Chętnych na tę posadę było w sumie osiem osób, a wśród nich faktycznie znalazła się kandydatka bliska szefowi śremskich struktur ARiMR Tomaszowi Klaczyńskiemu, a mianowicie siostra jego żony.

Pracownika zatrudnił Poznań

W rozmowie telefonicznej, w której poprosiliśmy szefa lokalnego oddziału ARiMR o komentarz w tej sprawie ,Tomasz Klaczyński uznał, że nie za bardzo ma jak się odnieść do całej sytuacji ponieważ to nie on zatrudniał tego pracownika, a Wielkopolski Oddział Regionalny Agencji w Poznaniu, który ogłosił nabór na to stanowisko i wyłonił najlepszego z kandydatów.

- Dokumenty aplikacyjne na ogłoszony konkurs złożyć mógł każdy bez wyjątku. Ja na to żadnego wpływu nie miałem, kto został ostatecznie zatrudniony w wyniku ogłoszonego naboru - mówił szef śremskiego oddziału ARiMR.

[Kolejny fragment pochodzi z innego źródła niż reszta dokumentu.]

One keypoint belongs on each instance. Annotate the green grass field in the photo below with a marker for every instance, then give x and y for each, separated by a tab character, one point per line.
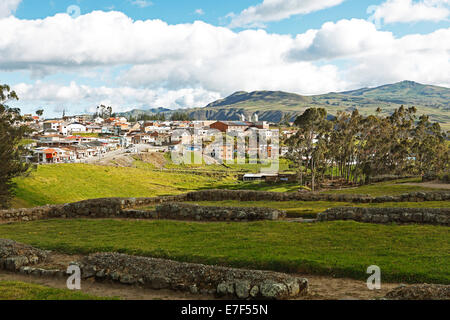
62	183
26	291
410	253
389	188
55	184
310	209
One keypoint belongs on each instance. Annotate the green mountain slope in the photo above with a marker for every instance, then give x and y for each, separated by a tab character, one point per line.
274	105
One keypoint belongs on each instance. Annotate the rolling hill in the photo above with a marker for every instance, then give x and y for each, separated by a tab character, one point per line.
274	105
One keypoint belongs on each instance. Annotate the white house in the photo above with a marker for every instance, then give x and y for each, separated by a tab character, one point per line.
76	127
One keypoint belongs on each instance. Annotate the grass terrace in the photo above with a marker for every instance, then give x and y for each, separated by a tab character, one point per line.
310	209
409	253
26	291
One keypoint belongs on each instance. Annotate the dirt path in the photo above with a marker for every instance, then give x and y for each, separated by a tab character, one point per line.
321	287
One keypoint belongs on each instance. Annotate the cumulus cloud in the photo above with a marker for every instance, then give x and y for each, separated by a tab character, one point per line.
189	65
173	56
375	57
393	11
8	7
200	12
341	39
121	98
141	3
275	10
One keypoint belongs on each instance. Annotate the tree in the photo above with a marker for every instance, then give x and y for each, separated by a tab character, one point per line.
11	152
310	142
103	111
357	148
181	116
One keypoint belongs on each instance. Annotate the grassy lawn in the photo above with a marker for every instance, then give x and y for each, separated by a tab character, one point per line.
27	291
390	188
380	189
310	209
54	184
410	253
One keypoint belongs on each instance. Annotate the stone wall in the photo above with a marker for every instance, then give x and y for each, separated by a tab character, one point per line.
196	278
95	208
436	216
249	195
119	207
420	292
14	256
183	211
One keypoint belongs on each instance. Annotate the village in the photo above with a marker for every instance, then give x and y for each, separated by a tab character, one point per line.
89	138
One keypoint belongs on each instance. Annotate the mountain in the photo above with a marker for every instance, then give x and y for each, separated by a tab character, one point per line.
406	92
274	105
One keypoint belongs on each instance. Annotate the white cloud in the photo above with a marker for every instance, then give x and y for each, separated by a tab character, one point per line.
404	11
341	39
276	10
200	12
189	65
173	56
141	3
8	7
375	57
121	98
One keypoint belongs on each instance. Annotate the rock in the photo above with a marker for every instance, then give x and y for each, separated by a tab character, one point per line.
254	292
272	290
242	289
420	292
14	263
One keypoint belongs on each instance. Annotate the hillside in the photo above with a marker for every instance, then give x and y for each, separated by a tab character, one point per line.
274	105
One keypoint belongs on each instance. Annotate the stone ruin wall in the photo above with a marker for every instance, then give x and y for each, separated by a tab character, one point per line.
434	216
123	207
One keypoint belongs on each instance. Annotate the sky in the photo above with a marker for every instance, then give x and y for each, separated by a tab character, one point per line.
73	55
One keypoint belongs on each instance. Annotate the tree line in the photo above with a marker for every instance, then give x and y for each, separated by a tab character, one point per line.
11	150
355	147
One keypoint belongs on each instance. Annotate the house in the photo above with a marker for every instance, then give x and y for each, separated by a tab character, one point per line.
75	127
52	125
226	126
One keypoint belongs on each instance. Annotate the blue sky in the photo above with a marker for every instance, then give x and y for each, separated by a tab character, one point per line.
116	52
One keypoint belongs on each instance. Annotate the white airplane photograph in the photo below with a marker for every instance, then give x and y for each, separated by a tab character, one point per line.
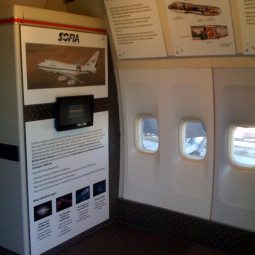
57	66
68	72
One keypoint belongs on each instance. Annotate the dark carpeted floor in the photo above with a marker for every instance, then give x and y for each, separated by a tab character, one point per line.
122	239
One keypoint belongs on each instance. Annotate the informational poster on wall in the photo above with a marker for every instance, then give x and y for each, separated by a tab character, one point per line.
67	171
201	27
136	28
247	18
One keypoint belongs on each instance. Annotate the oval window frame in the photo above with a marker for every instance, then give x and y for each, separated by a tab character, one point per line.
231	141
181	143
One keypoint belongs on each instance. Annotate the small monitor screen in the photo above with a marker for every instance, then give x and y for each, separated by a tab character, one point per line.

Jak udało nam się dowiedzieć w wyznaczonym terminie kandydaci najpierw musieli przebrnąć przez test składający się z kilkunastu pytań weryfikujących wiedzę kandydatów, a następnie przechodzili rozmowę kwalifikacyjną. Prowadziła ją komisja rekrutacyjna która zazwyczaj składa się z dwóch przedstawicieli Wielkopolskiego Ośrodka Regionalnego ARiMR oraz kierownika biura powiatowego gdzie zatrudniony ma być dany pracownik. Było tak również w tym przypadku - Tomasz Klaczyński był w komisji.

Każdy z kandydatów podczas rozmowy miał usłyszeć identyczne pytania, odpowiedzi komisja oceniała odpowiednią liczbą punktów. O wyborze kandydata stanowić miała suma zebranych przez chętnych do pracy w śremskim biurze ARiMR punktów z testu oraz z rozmowy kwalifikacyjnej.

Wynik konkursu okazał się korzystny dla kandydatki, będącej mieszkanką Manieczek. To jednocześnie szwagierka Tomasza Klaczyńskiego.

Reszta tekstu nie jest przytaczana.